Genel

Kadınlara ve kız çocuklarına yönelik şiddet, küresel bir insan hakları sorunudur

Uluslararası Kıbrıs Üniversitesi (UKÜ) Kadın ve Toplumsal Cinsiyet Araştırmaları Merkezi (UKAMER) Başkanı Yrd. Doç. Dr.

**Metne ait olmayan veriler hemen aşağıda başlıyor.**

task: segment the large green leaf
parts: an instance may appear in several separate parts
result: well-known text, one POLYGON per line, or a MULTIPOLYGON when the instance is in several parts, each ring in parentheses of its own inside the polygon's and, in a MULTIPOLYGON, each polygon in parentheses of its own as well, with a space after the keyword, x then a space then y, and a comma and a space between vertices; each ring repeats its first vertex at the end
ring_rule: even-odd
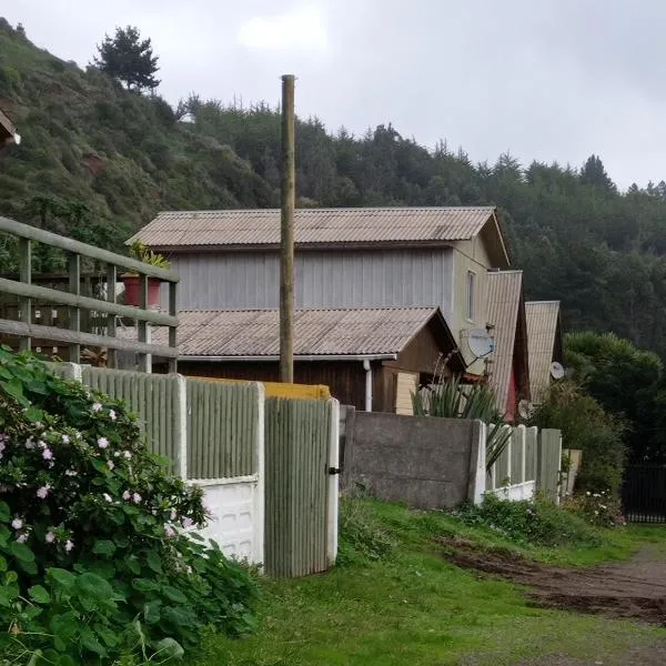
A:
POLYGON ((41 585, 33 585, 29 591, 28 591, 28 596, 33 601, 37 602, 38 604, 49 604, 51 602, 51 595, 49 594, 49 592, 47 591, 46 587, 42 587, 41 585))

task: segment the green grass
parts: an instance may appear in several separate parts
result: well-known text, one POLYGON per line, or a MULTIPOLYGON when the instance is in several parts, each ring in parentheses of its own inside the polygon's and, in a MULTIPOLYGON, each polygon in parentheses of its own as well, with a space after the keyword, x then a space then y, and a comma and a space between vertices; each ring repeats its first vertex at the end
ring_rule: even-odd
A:
POLYGON ((304 579, 263 581, 258 634, 241 640, 211 636, 190 666, 497 665, 548 654, 601 659, 666 639, 666 630, 655 627, 533 608, 519 587, 447 564, 433 541, 456 535, 579 566, 629 557, 646 543, 664 549, 666 529, 601 533, 607 543, 597 548, 517 548, 442 513, 371 501, 354 501, 352 511, 367 524, 367 548, 356 533, 360 547, 343 544, 344 566, 304 579), (389 553, 386 539, 395 545, 389 553), (372 562, 373 553, 381 558, 372 562))

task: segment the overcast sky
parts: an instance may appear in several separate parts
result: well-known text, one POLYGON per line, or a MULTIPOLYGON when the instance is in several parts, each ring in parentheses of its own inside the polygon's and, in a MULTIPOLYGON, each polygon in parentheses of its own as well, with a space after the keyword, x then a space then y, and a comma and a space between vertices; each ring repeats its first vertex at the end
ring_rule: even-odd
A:
POLYGON ((138 26, 172 102, 276 102, 294 73, 297 112, 333 131, 392 122, 474 161, 597 153, 623 188, 666 180, 663 0, 3 0, 0 16, 82 67, 138 26))

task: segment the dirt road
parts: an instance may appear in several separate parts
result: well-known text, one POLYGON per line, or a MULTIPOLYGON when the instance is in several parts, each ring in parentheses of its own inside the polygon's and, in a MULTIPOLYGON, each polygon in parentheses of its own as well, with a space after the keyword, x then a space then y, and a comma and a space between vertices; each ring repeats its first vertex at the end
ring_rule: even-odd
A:
MULTIPOLYGON (((516 555, 476 549, 464 539, 441 539, 451 563, 481 575, 526 585, 536 606, 630 618, 666 627, 666 561, 646 548, 632 561, 589 568, 562 568, 516 555)), ((591 637, 594 640, 594 637, 591 637)), ((601 646, 603 647, 603 646, 601 646)), ((597 659, 542 656, 516 666, 665 666, 666 642, 597 659)), ((473 660, 470 662, 473 664, 473 660)))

Mihrican Aylanç 25 Kasım Kadına Yönelik Şiddetle Mücadele Günü dolayısıyla yaptığı basın açıklamasında, kadınlara ve kız çocuklarına yönelik şiddetin dünyadaki en yaygın, kalıcı ve yıkıcı insan hakları ihlallerinden biri olduğunu ve cezasızlık, sessizlik, damgalanma ve utanç nedeniyle büyük ölçüde artarak devam ettiğini belirtti.

Aylanç, küresel salgının sosyal ve ekonomik olarak kadın ve kız çocuklarını orantısız bir şekilde daha da yoksulluğa ittiğini aktararak, artan şiddet riski nedeniyle tüm toplumlarda acil eylem planlarının kaçınılmaz olduğunu kaydetti.

Ülkemizde geçtiğimiz Nisan ayında kamuoyunun bilgisine sunulan “Ev İçi Şiddeti Önleme ve Ev İçi Şiddet Gören Kişilerin Korunmasına İlişkin Yasa Önerisi” hakkında da konuşan Aylanç, söz konusu yasanın şiddetle mücadelede atılmış önemli bir eylem planı olduğunu dile getirdi.

Aylanç, “Bu önerinin ülkemizde şiddet gören kişilere verilecek destek ve hizmetlerin toplumsal cinsiyet eşitliğine duyarlı, adil ve etkili bir usulle düzenlenmesi için tasarlanmış acil önlemlerden biri olduğunu söyleyebilirim” ifadesini kullandı.

Toplumumuzda ve dünyanın her yerinde şiddete uğrayan kadınların ve kız çocuklarının seslerinin yanı sıra deneyimlerinin duyulmasının önemine işaret eden Aylanç, “Kadınların ve kız çocukların güvenlik ihtiyaçlarının dikkate alınması gerekiyor” dedi.

Aylanç, kadına yönelik şiddetle mücadelede kadınların liderliğinin önemine dikkat çekerek, erkekleri de mücadeleye dâhil etmemiz gerektiği hatırlatmasında bulundu.

Sağlık, sosyal ve adalet destek müdahalelerinin yalnızca kadına yönelik şiddet meydana geldiği zaman gündeme gelmemesi gerektiğini kaydeden Aylanç, “Sosyal normları ve cinsiyetler arası güç dengesizliklerini ele almak da dâhil olmak üzere uygulamalar, öncelikli olarak şiddeti önlemeye yönelik olmalıdır” şeklinde konuştu.

Aylanç, kadına yönelik şiddetin suç olduğunun altını çizerek, “Polis ve yargı sistemlerinin failler için hesap verebilirliği artırması ve cezasızlığa son vermesi suçu önleyici adımlar arasındadır” dedi.

Toplumsal olarak sürdürülebilir kalkınma, eşitlik ve huzur hedeflerinin kimseyi geride bırakmadan yapılmasının önemli olduğunu vurgulayan Aylanç, kadınlara ve kız çocuklarına yönelik şiddete son verilmesini desteklemek gerektiğini söyledi.